Move formats again

pamelafox · pamelafox · commit bc7529242767 · 2024-11-04T09:42:24.000-08:00
diff --git a/docs/data_ingestion.md b/docs/data_ingestion.md
@@ -4,8 +4,8 @@ The [azure-search-openai-demo](/) project can set up a full RAG chat app on Azur
 
 The chat app provides two ways to ingest data: manual indexing and integrated vectorization. This document explains the differences between the two approaches and provides an overview of the manual indexing process.
 
+- [Supported document formats](#supported-document-formats)
 - [Manual indexing process](#manual-indexing-process)
-  - [Supported document formats](#supported-document-formats)
   - [Chunking](#chunking)
   - [Categorizing data for enhanced search](#enhancing-search-functionality-with-data-categorization)
   - [Indexing additional documents](#indexing-additional-documents)
@@ -16,22 +16,9 @@ The chat app provides two ways to ingest data: manual indexing and integrated ve
   - [Scheduled indexing](#scheduled-indexing)

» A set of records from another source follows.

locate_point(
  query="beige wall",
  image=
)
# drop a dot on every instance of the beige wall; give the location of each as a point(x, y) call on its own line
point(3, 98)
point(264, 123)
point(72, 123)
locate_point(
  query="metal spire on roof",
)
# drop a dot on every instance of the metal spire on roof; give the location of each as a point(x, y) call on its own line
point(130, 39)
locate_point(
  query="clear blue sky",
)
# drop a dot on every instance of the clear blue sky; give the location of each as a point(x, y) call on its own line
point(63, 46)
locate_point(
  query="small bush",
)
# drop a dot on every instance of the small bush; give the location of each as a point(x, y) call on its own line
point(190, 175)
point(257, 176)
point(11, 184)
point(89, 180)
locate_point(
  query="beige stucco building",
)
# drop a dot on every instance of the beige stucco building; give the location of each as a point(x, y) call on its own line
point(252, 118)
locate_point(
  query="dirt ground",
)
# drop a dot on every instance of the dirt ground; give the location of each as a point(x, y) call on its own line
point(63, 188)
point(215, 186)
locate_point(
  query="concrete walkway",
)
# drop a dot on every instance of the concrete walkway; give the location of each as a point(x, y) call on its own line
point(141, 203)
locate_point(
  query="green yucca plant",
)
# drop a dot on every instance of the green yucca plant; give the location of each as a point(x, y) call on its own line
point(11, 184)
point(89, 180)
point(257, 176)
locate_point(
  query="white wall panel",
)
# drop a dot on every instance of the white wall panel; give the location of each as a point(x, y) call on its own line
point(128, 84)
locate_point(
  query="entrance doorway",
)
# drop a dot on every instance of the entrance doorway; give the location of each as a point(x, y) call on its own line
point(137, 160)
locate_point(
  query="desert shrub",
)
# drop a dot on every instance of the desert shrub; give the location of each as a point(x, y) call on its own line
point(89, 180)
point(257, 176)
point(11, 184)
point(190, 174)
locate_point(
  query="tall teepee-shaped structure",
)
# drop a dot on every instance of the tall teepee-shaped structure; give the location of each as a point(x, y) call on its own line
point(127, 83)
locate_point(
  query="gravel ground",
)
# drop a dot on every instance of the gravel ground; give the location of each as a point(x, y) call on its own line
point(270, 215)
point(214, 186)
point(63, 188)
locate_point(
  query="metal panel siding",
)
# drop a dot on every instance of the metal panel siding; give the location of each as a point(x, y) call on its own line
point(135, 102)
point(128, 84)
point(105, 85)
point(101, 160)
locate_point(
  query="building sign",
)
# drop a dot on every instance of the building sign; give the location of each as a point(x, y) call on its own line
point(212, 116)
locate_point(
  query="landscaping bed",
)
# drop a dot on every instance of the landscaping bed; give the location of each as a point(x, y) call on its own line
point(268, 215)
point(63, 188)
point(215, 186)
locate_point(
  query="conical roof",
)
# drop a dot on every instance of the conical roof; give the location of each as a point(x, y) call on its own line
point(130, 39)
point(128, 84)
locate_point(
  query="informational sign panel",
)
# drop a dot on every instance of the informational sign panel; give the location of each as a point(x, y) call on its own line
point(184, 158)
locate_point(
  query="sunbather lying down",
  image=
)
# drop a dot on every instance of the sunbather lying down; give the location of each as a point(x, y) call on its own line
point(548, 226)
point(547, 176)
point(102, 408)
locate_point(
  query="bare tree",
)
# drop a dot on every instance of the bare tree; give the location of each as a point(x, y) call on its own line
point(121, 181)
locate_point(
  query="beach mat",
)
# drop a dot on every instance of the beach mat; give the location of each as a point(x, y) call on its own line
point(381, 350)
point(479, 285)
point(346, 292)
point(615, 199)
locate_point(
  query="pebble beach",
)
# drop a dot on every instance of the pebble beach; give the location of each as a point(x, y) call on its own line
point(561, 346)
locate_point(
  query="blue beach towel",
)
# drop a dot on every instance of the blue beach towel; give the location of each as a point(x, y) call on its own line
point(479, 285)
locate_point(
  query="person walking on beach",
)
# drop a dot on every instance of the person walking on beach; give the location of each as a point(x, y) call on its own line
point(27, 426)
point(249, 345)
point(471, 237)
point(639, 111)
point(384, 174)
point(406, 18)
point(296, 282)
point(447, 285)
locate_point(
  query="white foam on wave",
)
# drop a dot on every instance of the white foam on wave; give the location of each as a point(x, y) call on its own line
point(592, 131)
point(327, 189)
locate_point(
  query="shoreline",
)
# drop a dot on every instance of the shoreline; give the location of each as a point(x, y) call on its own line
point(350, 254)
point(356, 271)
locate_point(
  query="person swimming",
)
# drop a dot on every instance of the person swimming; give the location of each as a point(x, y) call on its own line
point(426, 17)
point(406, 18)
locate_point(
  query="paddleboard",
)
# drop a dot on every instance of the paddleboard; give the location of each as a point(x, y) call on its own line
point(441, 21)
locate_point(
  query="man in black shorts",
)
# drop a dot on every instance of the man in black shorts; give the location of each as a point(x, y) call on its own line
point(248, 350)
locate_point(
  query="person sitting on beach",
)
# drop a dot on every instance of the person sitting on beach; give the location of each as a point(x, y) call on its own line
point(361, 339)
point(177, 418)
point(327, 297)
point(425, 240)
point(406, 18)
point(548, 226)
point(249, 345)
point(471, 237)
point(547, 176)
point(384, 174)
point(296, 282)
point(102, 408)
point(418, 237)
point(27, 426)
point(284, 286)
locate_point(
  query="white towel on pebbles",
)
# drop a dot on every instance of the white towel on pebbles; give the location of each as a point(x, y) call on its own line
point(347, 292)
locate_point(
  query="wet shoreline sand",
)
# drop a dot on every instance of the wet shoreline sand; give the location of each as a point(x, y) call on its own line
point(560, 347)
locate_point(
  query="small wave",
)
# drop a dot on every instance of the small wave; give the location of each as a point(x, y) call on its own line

 - [Debugging tips](#debugging-tips)
 
-## Manual indexing process
-
-The [`prepdocs.py`](../app/backend/prepdocs.py) script is responsible for both uploading and indexing documents. The typical usage is to call it using `scripts/prepdocs.sh` (Mac/Linux) or `scripts/prepdocs.ps1` (Windows), as these scripts will set up a Python virtual environment and pass in the required parameters based on the current `azd` environment. You can pass additional arguments directly to the script, for example `scripts/prepdocs.ps1 --removeall`. Whenever `azd up` or `azd provision` is run, the script is called automatically.
-
-![Diagram of the indexing process](images/diagram_prepdocs.png)
-
-The script uses the following steps to index documents:
-
-1. If it doesn't yet exist, create a new index in Azure AI Search.
-2. Upload the PDFs to Azure Blob Storage.
-3. Split the PDFs into chunks of text.
-4. Upload the chunks to Azure AI Search. If using vectors (the default), also compute the embeddings and upload those alongside the text.
-
-### Supported document formats
+## Supported document formats
 
-In order to ingest a document format, we need a tool that can turn it into text. By default, use Azure Document Intelligence (DI in the table below), but we also have local parsers for several formats. The local parsers are not as sophisticated as Azure Document Intelligence, but they can be used to decrease charges.
+In order to ingest a document format, we need a tool that can turn it into text. By default, the manual indexing uses Azure Document Intelligence (DI in the table below), but we also have local parsers for several formats. The local parsers are not as sophisticated as Azure Document Intelligence, but they can be used to decrease charges.
 
 | Format | Manual indexing                      | Integrated Vectorization |
 | ------ | ------------------------------------ | ------------------------ |
@@ -45,6 +32,19 @@ In order to ingest a document format, we need a tool that can turn it into text.
 
 The Blob indexer used by the Integrated Vectorization approach also supports a few [additional formats](https://learn.microsoft.com/azure/search/search-howto-indexing-azure-blob-storage#supported-document-formats).
 
+## Manual indexing process
+
+The [`prepdocs.py`](../app/backend/prepdocs.py) script is responsible for both uploading and indexing documents. The typical usage is to call it using `scripts/prepdocs.sh` (Mac/Linux) or `scripts/prepdocs.ps1` (Windows), as these scripts will set up a Python virtual environment and pass in the required parameters based on the current `azd` environment. You can pass additional arguments directly to the script, for example `scripts/prepdocs.ps1 --removeall`. Whenever `azd up` or `azd provision` is run, the script is called automatically.
+
+![Diagram of the indexing process](images/diagram_prepdocs.png)
+
+The script uses the following steps to index documents:
+
+1. If it doesn't yet exist, create a new index in Azure AI Search.
+2. Upload the PDFs to Azure Blob Storage.
+3. Split the PDFs into chunks of text.
+4. Upload the chunks to Azure AI Search. If using vectors (the default), also compute the embeddings and upload those alongside the text.
+
 ### Chunking
 
 We're often asked why we need to break up the PDFs into chunks when Azure AI Search supports searching large documents.